L’Angleterre, on le voit, n’a point de ministère public[1], et bien restreint est le nombre de ceux qui au-delà du détroit nous envient cette institution. Il faut chercher la source d’une telle défiance dans la noble passion de nos voisins pour la liberté individuelle. Un officier permanent, armé d’un pouvoir inquisitorial, serait considéré comme une menace par ce peuple jaloux de ses droits et qui craint avant tout l’intervention du pouvoir, cachée sous le manteau de la justice. On n’admet qu’avec une extrême réserve la fiction d’une société offensée par le crime d’un seul, et, à vrai dire, il n’y a point de vindicte publique ; chacun est juge de l’injure qu’il a reçue, et c’est à lui de décider s’il veut en revendiquer le châtiment. « Que le gouvernement, disent les Anglais, ne se mêle point de nos affaires ; outragés, notre insulte nous regarde, le tort qu’on nous a fait nous appartient.
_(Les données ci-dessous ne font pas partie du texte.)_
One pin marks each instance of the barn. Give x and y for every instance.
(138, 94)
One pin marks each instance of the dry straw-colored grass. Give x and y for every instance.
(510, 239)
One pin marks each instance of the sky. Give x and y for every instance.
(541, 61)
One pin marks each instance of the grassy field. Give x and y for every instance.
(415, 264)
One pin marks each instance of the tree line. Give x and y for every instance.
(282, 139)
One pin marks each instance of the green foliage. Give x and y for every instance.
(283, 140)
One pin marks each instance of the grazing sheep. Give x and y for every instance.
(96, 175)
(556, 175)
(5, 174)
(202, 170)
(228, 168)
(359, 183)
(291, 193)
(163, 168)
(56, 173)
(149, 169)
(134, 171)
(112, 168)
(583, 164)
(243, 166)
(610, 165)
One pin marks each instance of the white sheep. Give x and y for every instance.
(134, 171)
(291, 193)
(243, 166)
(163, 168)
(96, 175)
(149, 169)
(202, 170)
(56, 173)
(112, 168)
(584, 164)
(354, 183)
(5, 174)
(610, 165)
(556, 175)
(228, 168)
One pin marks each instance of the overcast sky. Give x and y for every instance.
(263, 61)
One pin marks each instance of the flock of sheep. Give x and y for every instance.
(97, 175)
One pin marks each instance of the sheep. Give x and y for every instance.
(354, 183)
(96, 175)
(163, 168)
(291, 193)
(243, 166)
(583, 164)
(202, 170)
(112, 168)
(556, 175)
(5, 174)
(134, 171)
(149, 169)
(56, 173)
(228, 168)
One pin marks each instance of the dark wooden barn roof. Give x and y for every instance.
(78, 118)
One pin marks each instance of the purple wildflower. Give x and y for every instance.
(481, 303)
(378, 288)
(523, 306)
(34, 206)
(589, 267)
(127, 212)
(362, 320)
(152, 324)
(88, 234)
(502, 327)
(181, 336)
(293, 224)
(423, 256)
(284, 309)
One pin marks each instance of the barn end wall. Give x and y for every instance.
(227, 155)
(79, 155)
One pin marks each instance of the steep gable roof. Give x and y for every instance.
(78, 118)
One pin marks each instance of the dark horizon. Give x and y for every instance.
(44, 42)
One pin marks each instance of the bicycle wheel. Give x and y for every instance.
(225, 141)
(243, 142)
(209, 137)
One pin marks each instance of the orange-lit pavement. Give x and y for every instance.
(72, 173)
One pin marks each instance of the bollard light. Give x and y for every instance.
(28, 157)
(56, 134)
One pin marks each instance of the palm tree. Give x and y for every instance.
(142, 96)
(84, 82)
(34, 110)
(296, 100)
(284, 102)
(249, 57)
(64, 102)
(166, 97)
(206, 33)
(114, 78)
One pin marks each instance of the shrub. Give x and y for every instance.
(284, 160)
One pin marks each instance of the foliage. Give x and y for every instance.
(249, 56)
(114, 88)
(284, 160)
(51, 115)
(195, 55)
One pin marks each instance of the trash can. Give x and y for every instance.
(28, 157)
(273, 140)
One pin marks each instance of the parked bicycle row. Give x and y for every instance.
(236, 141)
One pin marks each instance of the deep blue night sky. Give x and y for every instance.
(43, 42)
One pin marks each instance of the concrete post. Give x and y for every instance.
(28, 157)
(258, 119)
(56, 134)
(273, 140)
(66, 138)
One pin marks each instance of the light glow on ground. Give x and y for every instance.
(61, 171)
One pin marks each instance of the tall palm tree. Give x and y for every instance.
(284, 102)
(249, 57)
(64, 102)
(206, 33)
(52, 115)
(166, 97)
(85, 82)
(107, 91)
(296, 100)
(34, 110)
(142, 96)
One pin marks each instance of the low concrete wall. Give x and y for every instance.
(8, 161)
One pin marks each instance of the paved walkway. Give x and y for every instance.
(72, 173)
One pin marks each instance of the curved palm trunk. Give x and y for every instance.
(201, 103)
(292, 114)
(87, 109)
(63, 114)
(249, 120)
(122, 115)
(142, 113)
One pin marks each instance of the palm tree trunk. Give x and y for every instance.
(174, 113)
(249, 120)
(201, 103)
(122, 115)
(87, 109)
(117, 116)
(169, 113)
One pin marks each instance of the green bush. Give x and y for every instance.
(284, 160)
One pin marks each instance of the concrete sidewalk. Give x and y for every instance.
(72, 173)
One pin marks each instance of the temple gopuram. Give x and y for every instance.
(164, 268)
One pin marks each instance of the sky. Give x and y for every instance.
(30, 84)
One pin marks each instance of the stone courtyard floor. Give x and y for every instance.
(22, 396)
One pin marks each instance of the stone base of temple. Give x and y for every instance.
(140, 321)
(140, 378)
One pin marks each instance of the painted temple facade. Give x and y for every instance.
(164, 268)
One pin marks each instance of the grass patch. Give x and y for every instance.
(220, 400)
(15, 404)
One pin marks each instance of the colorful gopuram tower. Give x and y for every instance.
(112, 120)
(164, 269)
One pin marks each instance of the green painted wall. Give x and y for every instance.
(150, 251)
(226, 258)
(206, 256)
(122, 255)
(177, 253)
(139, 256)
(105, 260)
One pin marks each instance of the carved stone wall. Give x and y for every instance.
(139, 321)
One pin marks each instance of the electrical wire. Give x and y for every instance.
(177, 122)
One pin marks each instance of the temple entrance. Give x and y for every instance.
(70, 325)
C’est à nous d’agir envers l’auteur du crime ou du délit comme nous l’entendons. » Avant et même durant le cours de l’action judiciaire, la partie lésée tient à être maîtresse du procès, domina litis. Elle peut, selon son plaisir, entamer et

  1. En Écosse, un officier de la loi connu sous le titre de lord advocate et réunissant sous ses ordres trente et un procurateurs-fiscaux a au contraire pour charge de poursuivre les criminels et les malfaiteurs.